Despite some concerns, other groups the DI spoke to said their meetings with Wilson were productive.

Wilson said in the April 20 interview with the DI that meetings with colleges at the university helped her gain insight into what different goals each school within the university has.

“When I go out and talk with colleges, of course, the goal is to ask, ‘What are your aspirations?’ ‘How can the president’s office help you?’ ‘How can I make sure I’m talking about what you’re doing to legislators and leaders across the state?’” she said.

All of the conversations she has had with different groups, both student and college, have helped her learn more about the university as a whole, Wilson said.

Wilson met with various colleges throughout the school year, including the Graduate College. Amanda Thein, dean of the Graduate College and associate provost for Graduate and Professional Education, said the president’s office reached out to her for their meeting.

“We were really thrilled to have them asked to do that,” Thein said. “They came to visit us in mid-December, and they were here for about three hours. A university president is a very, very busy person, so it’s a very, very generous amount of time to spend with us.”

Thein said she showed Wilson and Kevin Kregel, executive vice president and provost, Gilmore Hall while discussing her goals for the Graduate College.

“She got the chance to hear a little bit from me directly about some of my priorities, and then other people who are part of the leadership team and the Graduate College got a chance to speak to the president, which I think is so important,” Thein said.

Wilson said she spoke with various deans in the Graduate College, including Steve Varga, Jennifer Teitle, and Shelly Campo about the college’s student-centered approaches to graduate education and career preparation, the creation of communities and support networks for graduate students, and how it provides opportunities for undergraduates to explore graduate programs.

The directors of the college’s academic units, including the School of Library and Information science, the Center for the Book, the School of Planning and Public Affairs, the International Writing Program, and the UI Press, also got to tell Wilson what they do in their academic units and their goals, Thein said.
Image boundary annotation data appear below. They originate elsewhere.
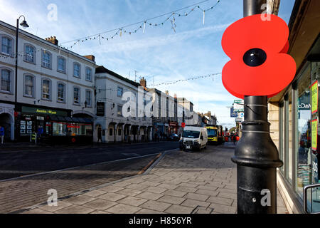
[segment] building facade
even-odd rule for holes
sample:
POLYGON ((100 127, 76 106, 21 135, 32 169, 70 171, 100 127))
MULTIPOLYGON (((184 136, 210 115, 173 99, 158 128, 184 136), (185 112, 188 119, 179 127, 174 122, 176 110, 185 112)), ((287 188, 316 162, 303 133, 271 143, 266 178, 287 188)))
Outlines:
MULTIPOLYGON (((320 154, 320 1, 296 1, 289 24, 289 54, 295 60, 292 83, 269 99, 272 138, 284 165, 278 187, 290 212, 303 213, 303 188, 319 183, 320 154)), ((320 211, 320 192, 308 199, 310 212, 320 211)))
POLYGON ((62 48, 55 37, 19 30, 16 47, 16 27, 0 21, 0 125, 6 140, 28 140, 39 129, 43 137, 92 138, 95 67, 94 56, 62 48))
POLYGON ((95 69, 95 83, 94 140, 97 142, 98 134, 106 143, 151 140, 151 118, 138 108, 139 89, 143 93, 140 102, 145 104, 144 96, 147 91, 144 87, 103 66, 95 69), (132 103, 128 106, 129 102, 132 103))

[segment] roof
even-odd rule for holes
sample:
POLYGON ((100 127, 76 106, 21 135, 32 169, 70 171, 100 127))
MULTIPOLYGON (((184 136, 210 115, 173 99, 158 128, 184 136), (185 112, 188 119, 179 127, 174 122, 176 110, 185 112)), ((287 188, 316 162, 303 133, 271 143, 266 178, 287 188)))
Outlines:
POLYGON ((131 81, 130 79, 128 79, 127 78, 122 77, 122 76, 117 74, 117 73, 114 73, 113 71, 111 71, 110 70, 107 69, 105 67, 104 67, 103 66, 98 66, 97 68, 95 68, 95 73, 108 73, 112 76, 114 76, 122 81, 124 81, 128 83, 130 83, 136 87, 140 86, 140 84, 138 83, 136 83, 133 81, 131 81))
MULTIPOLYGON (((14 31, 16 32, 16 26, 13 26, 11 24, 9 24, 6 23, 6 22, 4 22, 3 21, 1 21, 1 20, 0 20, 0 26, 2 26, 4 27, 6 27, 7 28, 13 30, 14 31)), ((36 40, 38 41, 42 42, 44 44, 50 46, 52 48, 57 49, 56 50, 57 51, 58 51, 60 48, 60 46, 55 45, 55 44, 52 43, 51 42, 45 40, 44 38, 41 38, 39 36, 37 36, 33 35, 33 34, 32 34, 31 33, 28 33, 28 32, 27 32, 27 31, 26 31, 24 30, 19 29, 18 33, 21 33, 21 34, 23 34, 24 36, 28 36, 28 37, 29 37, 31 38, 33 38, 34 40, 36 40)), ((78 58, 80 58, 82 59, 83 61, 86 61, 90 62, 91 63, 95 64, 95 61, 92 61, 92 60, 90 60, 87 58, 85 58, 85 57, 84 57, 82 56, 80 56, 80 54, 78 54, 78 53, 77 53, 75 52, 73 52, 73 51, 72 51, 70 50, 66 49, 66 48, 63 48, 63 47, 61 47, 60 50, 62 51, 64 51, 64 52, 66 52, 66 53, 70 53, 71 55, 73 55, 73 56, 76 56, 78 58)))

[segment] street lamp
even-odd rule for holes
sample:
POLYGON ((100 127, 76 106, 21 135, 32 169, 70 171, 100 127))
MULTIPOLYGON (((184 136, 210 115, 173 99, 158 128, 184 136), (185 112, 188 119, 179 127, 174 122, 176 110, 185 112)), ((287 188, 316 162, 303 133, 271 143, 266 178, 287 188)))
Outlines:
MULTIPOLYGON (((26 21, 26 17, 23 15, 21 15, 18 17, 18 19, 16 19, 16 78, 15 78, 15 90, 14 90, 14 95, 15 95, 15 98, 14 98, 14 110, 15 110, 15 117, 16 117, 16 112, 18 111, 17 110, 17 93, 18 93, 18 30, 19 30, 19 20, 21 17, 23 17, 23 21, 20 24, 20 25, 22 26, 22 28, 28 28, 29 26, 28 25, 27 22, 26 21)), ((17 137, 17 128, 16 128, 16 121, 15 121, 16 123, 16 135, 15 135, 15 139, 16 140, 16 137, 17 137)))

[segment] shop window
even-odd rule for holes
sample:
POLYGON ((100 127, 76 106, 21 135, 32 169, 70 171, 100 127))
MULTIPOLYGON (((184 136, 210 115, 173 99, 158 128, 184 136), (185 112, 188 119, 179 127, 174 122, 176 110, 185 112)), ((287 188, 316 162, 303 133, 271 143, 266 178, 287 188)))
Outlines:
POLYGON ((36 48, 30 44, 24 46, 24 61, 31 63, 36 63, 36 48))
POLYGON ((87 106, 91 107, 91 91, 85 90, 85 100, 87 101, 87 106))
POLYGON ((80 98, 80 88, 78 87, 73 87, 73 103, 75 105, 79 105, 80 98))
POLYGON ((52 134, 53 135, 60 135, 60 136, 67 135, 67 123, 53 123, 52 134))
POLYGON ((41 66, 43 67, 51 69, 52 66, 52 54, 46 51, 43 50, 42 51, 42 63, 41 66))
POLYGON ((65 58, 62 56, 58 56, 57 58, 57 58, 57 62, 58 62, 57 71, 65 73, 65 72, 66 72, 65 58))
POLYGON ((302 197, 304 186, 310 184, 311 177, 311 74, 308 69, 309 68, 304 71, 298 81, 296 107, 297 110, 295 153, 297 160, 296 189, 301 197, 302 197))
POLYGON ((27 97, 34 98, 34 76, 26 75, 24 76, 24 95, 27 97))
POLYGON ((122 116, 122 106, 121 106, 121 105, 117 106, 117 114, 118 116, 122 116))
POLYGON ((92 135, 92 125, 89 124, 67 123, 68 135, 92 135))
POLYGON ((92 70, 90 68, 87 67, 85 68, 85 80, 92 81, 92 70))
POLYGON ((58 101, 65 102, 65 86, 63 83, 58 83, 58 101))
POLYGON ((81 66, 78 63, 73 63, 73 76, 75 78, 81 78, 81 66))
POLYGON ((119 86, 118 86, 118 90, 117 90, 117 95, 118 97, 119 97, 119 98, 122 98, 122 94, 123 94, 123 88, 119 87, 119 86))
POLYGON ((42 98, 44 100, 51 99, 51 81, 48 79, 42 81, 42 98))
POLYGON ((1 53, 12 56, 14 40, 8 36, 1 36, 1 53))
POLYGON ((9 69, 1 70, 1 90, 3 92, 11 92, 12 71, 9 69))

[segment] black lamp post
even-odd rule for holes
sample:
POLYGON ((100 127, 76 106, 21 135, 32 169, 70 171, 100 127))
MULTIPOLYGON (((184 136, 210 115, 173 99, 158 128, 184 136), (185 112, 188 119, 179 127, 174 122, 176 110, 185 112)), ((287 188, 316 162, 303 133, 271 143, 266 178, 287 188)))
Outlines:
MULTIPOLYGON (((244 0, 244 16, 262 14, 261 6, 266 3, 244 0)), ((265 58, 265 51, 256 48, 245 53, 243 61, 254 67, 262 64, 265 58)), ((267 97, 245 96, 242 135, 232 158, 237 163, 238 214, 277 213, 276 169, 283 163, 270 138, 270 125, 267 97)))
MULTIPOLYGON (((23 21, 22 21, 22 22, 20 24, 20 25, 23 28, 28 28, 29 26, 28 25, 28 24, 26 21, 26 18, 23 15, 21 15, 18 17, 18 19, 16 19, 16 78, 15 78, 15 90, 14 90, 14 110, 15 112, 16 113, 18 111, 17 110, 17 94, 18 94, 18 30, 19 30, 19 20, 21 17, 23 17, 23 21)), ((16 116, 16 113, 15 113, 15 117, 16 116)), ((15 140, 16 140, 17 138, 17 128, 16 128, 16 118, 15 120, 15 123, 16 123, 16 128, 15 128, 15 131, 16 131, 16 135, 14 137, 15 140)))

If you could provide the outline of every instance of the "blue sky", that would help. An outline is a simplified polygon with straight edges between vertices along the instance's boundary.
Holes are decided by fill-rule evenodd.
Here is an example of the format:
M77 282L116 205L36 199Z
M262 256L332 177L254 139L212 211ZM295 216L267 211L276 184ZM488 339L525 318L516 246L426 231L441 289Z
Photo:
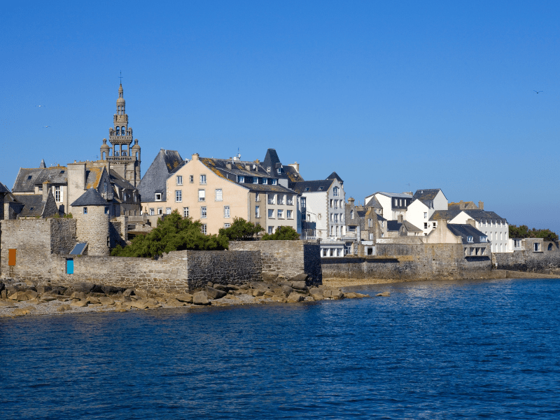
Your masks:
M559 12L556 1L6 4L0 181L11 188L42 158L96 159L122 71L143 174L162 148L239 148L251 160L274 148L305 179L336 171L346 197L440 188L560 231Z

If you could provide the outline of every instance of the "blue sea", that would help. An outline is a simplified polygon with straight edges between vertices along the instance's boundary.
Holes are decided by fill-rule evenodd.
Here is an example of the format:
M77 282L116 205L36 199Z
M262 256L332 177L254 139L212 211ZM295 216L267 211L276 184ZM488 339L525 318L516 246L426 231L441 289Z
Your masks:
M560 281L0 319L0 419L559 419Z

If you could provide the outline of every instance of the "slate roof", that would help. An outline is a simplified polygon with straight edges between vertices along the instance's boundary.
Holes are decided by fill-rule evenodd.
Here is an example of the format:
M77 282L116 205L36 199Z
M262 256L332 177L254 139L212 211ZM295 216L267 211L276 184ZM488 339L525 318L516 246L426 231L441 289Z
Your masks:
M155 192L161 192L162 201L166 201L167 197L165 183L167 178L184 164L185 161L178 151L161 149L138 185L142 202L154 201Z
M327 176L327 179L336 179L340 183L344 183L344 181L342 181L342 178L340 178L340 176L339 176L338 174L337 174L336 172L332 172L330 175Z
M10 190L8 190L6 186L0 182L0 194L9 194Z
M375 198L375 195L372 195L364 207L373 207L374 209L383 209L383 206L379 203L379 200Z
M449 223L447 227L451 230L454 234L460 236L463 244L487 244L488 241L484 242L480 241L480 237L486 237L486 235L480 232L476 227L471 225L458 225L455 223ZM472 237L472 241L469 242L468 237Z
M419 229L407 220L402 220L402 223L400 223L398 220L387 220L387 232L398 232L402 225L405 225L405 227L408 232L422 232L421 229Z
M24 204L20 213L22 217L36 217L43 216L46 202L43 201L43 194L14 195L14 197Z
M439 220L442 219L446 219L451 220L461 211L464 211L469 216L469 217L475 219L475 220L479 221L480 220L488 219L492 220L499 220L503 223L505 223L507 221L505 218L500 217L493 211L486 211L486 210L479 210L476 209L472 210L459 210L458 209L453 209L451 210L436 210L433 212L433 214L432 214L430 220Z
M14 192L33 192L35 186L48 181L53 184L66 184L66 167L48 168L20 168L12 190Z
M412 198L419 200L425 204L427 201L433 200L440 191L441 191L440 188L435 188L433 190L416 190ZM442 194L443 194L443 192L442 192Z
M97 190L92 188L82 194L78 200L70 205L73 207L80 206L107 206L108 203L107 200L101 196L101 194L97 192Z
M412 198L412 195L400 192L384 192L383 191L377 191L375 194L382 194L386 197L396 197L396 198Z

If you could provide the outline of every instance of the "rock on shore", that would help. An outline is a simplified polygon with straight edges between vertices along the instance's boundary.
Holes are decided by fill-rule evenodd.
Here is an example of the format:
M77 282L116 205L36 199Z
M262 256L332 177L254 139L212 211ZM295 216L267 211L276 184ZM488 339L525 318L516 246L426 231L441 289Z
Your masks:
M300 274L276 282L249 282L240 285L209 282L197 290L170 293L160 289L144 290L76 283L71 288L36 286L13 280L0 281L0 316L48 315L66 312L128 311L178 307L227 306L254 303L295 303L323 300L369 298L344 293L323 286L309 287L307 276ZM190 292L190 293L189 293Z

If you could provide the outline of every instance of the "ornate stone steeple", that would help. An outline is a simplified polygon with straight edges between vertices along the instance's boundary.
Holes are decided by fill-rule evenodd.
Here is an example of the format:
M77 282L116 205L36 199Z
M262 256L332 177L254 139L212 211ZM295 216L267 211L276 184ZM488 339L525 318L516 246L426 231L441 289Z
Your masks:
M111 169L127 179L135 187L140 183L140 146L138 139L132 144L132 129L128 126L128 115L125 111L125 98L122 84L118 87L117 112L113 115L113 127L109 129L109 142L103 139L100 148L102 160L111 162Z

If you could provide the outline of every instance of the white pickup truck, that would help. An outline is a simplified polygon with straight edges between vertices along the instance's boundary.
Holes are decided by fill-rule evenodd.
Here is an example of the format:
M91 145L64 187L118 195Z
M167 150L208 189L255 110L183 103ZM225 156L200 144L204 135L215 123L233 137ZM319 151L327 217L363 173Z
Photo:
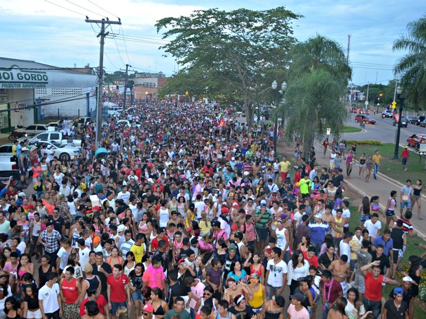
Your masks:
M65 145L74 146L76 147L81 147L80 139L64 139L63 134L61 132L46 132L43 133L38 133L30 139L21 137L18 139L18 141L23 141L25 139L29 139L30 141L54 141Z

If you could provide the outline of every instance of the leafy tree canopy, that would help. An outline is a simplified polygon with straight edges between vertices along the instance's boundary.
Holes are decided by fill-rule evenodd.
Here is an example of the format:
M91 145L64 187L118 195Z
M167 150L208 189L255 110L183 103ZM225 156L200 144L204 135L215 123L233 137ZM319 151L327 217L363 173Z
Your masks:
M288 65L287 54L295 43L292 21L301 16L278 7L263 11L209 9L189 16L157 21L163 38L160 47L183 65L184 72L205 72L225 88L240 96L251 125L256 97L270 88L277 74Z

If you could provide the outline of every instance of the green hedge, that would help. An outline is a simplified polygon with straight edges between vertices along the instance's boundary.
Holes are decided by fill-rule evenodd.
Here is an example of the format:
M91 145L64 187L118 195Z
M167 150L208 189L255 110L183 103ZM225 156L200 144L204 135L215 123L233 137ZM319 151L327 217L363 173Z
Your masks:
M346 142L346 145L353 144L354 143L356 143L359 145L383 145L383 143L381 143L380 141L353 141L353 140L347 139L347 140L345 140L345 141Z

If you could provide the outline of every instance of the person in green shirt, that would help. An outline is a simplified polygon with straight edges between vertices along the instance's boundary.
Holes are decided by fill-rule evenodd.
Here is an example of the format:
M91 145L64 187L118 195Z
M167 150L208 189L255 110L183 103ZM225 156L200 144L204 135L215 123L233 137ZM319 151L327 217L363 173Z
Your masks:
M272 221L271 211L267 207L266 200L263 200L260 202L260 207L256 211L254 221L258 236L259 237L256 241L258 252L262 252L268 237L269 225Z

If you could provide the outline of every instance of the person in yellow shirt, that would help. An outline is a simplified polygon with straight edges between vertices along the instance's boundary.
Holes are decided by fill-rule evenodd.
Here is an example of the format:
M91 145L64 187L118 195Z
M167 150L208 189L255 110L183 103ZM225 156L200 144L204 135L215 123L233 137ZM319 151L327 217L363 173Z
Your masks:
M130 251L131 251L135 255L135 261L136 263L142 263L142 257L144 256L144 252L145 252L144 244L142 242L144 241L144 234L139 233L136 235L136 241L135 244L131 247Z
M377 173L379 173L379 167L381 161L381 155L379 154L379 150L376 150L376 154L372 156L372 161L374 165L374 170L373 171L373 176L375 180L377 179Z
M281 179L282 180L283 183L287 178L287 175L291 167L291 163L290 163L290 161L287 161L287 156L282 156L282 161L280 162L280 170L281 172Z

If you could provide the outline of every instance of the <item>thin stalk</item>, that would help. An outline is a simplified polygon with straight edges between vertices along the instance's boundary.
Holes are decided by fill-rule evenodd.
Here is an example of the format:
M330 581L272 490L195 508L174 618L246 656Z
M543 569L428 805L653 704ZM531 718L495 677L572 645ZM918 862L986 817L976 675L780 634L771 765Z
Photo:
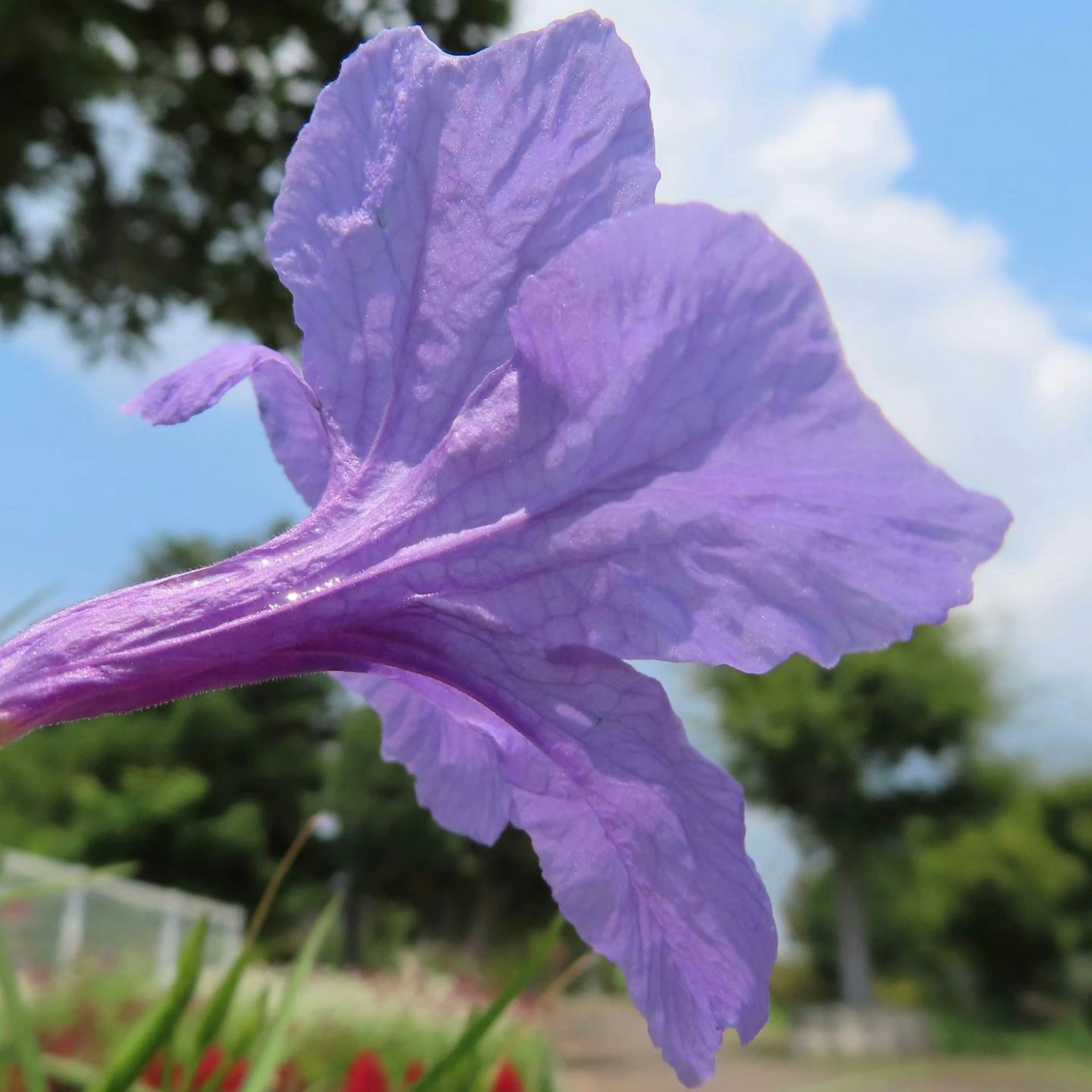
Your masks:
M318 823L318 820L319 817L313 815L307 820L307 822L304 823L302 827L299 828L299 833L296 835L292 845L288 846L288 852L281 858L281 863L276 866L276 871L273 874L273 878L265 888L262 901L258 904L258 910L254 911L254 916L250 919L250 927L247 929L247 939L244 942L244 948L252 948L254 942L258 940L258 937L262 931L262 927L265 925L265 918L270 916L270 910L273 907L273 901L281 891L281 886L284 883L284 879L292 869L292 866L296 863L296 858L299 856L304 846L307 845L310 836L314 833L314 827Z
“I had been working with each of these units and we collaborate across units, but as we worked on what we wanted to share with President Wilson and Provost Kregel, it was really a nice chance for us to collaborate and think about what are the most important things that we do for campus and for students, and how can we help President Wilson really understand that,” she said.

Thein added that it was an opportunity to present the Graduate College’s core values and vision of student access to graduate education to Wilson.

She said she was grateful Wilson came and spent time with not only administrators but doctoral students and leaders as well.

“I really appreciate the fact that President Wilson wants to be very engaged with what’s happening with academics on campus,” Thein said. “She has a very big role over all aspects of what goes on at the University of Iowa. Academics is a central piece of that and she’s deeply interested in the kinds of new programs that we have, the opportunities that students have as undergraduates, as graduate students, as professional students.”